Intervention de Jean-Pierre Sueur

Réunion du 18 juin 2019 à 14h30
Clarification et actualisation du règlement du sénat — Article 15

Photo de Jean-Pierre SueurJean-Pierre Sueur :

L’argumentation qui vient d’être développée par Mme Assassi est très juste, mes chers collègues.

Il apparaît à l’évidence que l’article 11 de la Constitution a été rédigé de telle manière qu’il ne puisse pratiquement jamais servir ! Il faut d’abord 185 parlementaires, puis 4, 7 millions de citoyens, mais le plus terrible est sans doute l’alinéa 5 de l’article 11.

Une fois que les citoyens ont approuvé la proposition de loi référendaire, si celle-ci « n’a pas été examinée par les deux assemblées dans un délai fixé par la loi organique, le Président de la République la soumet au référendum ». Le mot important ici est « examinée », bien entendu. Si l’on avait voulu être logique, il aurait fallu le remplacer par le terme « adoptée ».

En effet, si la proposition de loi est adoptée par les assemblées, cela prouve que les 4 millions de citoyens ont été entendus, et il n’est donc plus nécessaire d’organiser un référendum.

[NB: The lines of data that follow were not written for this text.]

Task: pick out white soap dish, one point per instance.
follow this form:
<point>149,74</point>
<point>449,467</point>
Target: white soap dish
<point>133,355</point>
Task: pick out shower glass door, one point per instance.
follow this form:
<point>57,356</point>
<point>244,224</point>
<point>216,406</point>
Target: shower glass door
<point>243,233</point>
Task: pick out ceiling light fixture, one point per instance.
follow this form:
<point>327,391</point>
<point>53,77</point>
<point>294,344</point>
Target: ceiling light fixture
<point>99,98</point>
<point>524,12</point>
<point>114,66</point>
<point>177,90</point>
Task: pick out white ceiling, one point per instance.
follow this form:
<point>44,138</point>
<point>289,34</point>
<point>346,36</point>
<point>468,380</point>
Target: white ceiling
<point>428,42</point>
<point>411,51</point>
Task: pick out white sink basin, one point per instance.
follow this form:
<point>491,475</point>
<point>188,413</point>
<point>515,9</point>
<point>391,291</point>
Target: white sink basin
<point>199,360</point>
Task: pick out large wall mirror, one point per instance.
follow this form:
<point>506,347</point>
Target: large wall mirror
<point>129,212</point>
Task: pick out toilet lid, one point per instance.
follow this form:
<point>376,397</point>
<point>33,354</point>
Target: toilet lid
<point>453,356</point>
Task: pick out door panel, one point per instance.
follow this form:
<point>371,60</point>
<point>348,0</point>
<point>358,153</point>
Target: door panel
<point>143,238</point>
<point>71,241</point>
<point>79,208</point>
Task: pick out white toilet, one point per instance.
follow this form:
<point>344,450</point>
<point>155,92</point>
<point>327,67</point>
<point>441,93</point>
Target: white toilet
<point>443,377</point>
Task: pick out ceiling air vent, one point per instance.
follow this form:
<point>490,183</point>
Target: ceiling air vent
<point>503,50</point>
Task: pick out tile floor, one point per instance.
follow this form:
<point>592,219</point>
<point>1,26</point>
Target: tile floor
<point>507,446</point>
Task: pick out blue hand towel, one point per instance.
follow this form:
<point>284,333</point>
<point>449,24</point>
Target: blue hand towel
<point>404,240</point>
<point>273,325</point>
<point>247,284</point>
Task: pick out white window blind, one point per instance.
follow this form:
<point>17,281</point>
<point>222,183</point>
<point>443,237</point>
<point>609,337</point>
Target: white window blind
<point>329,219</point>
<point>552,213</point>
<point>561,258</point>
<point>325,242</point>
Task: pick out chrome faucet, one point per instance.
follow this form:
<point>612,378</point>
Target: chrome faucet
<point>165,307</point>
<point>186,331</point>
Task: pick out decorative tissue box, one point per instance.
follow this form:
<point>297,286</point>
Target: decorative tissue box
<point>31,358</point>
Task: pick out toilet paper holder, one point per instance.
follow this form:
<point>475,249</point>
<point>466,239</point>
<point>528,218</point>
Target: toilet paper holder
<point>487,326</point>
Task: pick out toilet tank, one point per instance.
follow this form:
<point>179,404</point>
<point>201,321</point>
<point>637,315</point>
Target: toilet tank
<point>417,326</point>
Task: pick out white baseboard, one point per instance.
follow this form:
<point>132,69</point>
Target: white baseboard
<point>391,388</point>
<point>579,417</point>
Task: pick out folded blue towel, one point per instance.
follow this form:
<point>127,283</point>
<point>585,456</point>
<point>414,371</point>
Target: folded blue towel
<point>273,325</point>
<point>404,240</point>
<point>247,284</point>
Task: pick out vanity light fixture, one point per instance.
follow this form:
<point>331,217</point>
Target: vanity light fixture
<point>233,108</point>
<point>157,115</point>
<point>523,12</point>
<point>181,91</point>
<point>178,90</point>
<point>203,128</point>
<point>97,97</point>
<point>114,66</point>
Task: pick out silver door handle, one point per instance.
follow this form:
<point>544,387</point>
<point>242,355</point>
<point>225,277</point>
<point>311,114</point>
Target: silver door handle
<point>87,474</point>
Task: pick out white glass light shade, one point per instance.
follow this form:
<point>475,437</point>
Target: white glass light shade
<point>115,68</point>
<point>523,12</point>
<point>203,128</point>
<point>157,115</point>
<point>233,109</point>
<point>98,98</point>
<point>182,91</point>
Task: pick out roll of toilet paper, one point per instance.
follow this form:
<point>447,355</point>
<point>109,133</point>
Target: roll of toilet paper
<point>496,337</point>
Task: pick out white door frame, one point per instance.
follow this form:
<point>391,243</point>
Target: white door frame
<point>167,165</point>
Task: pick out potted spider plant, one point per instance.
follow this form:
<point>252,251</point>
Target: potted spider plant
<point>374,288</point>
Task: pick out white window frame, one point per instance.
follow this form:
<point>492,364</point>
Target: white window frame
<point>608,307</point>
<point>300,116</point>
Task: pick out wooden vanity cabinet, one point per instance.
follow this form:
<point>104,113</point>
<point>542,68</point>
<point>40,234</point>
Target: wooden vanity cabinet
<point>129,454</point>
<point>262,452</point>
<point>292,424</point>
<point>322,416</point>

Toutefois, il y a huit groupes politiques à l’Assemblée nationale et sept au Sénat, et chacun d’entre eux dispose d’un créneau réservé. Il suffit donc qu’un groupe dépose la proposition dans chaque assemblée de loi pour demander un débat. C’est un droit imprescriptible, et ce groupe peut ensuite très bien déposer une exception d’irrecevabilité ou une question préalable. Quel que soit le sens du vote, dès lors que le débat s’est engagé, on considérera que la proposition de loi a été examinée. La seule façon d’empêcher ce qui apparaît comme un détournement serait de demander à voter d’abord le renvoi en commission.

Si le texte est renvoyé en commission, on considérera sans doute logiquement que l’assemblée en question ne l’a pas examiné. Je ne sais toutefois pas ce que dirait le Conseil constitutionnel, qui ne s’est jamais exprimé sur pareil cas.

Néanmoins, dans tous les autres cas, quelle que soit la décision sur une autre motion de procédure ou sur le fond, on considérera que la proposition de loi a été examinée, et cela suffira à empêcher le Président de la République de la soumettre au référendum. Voilà qui est tout de même assez ahurissant !

Il est donc de bon sens de pouvoir, dans ce cas, statuer d’abord sur la motion de renvoi en commission.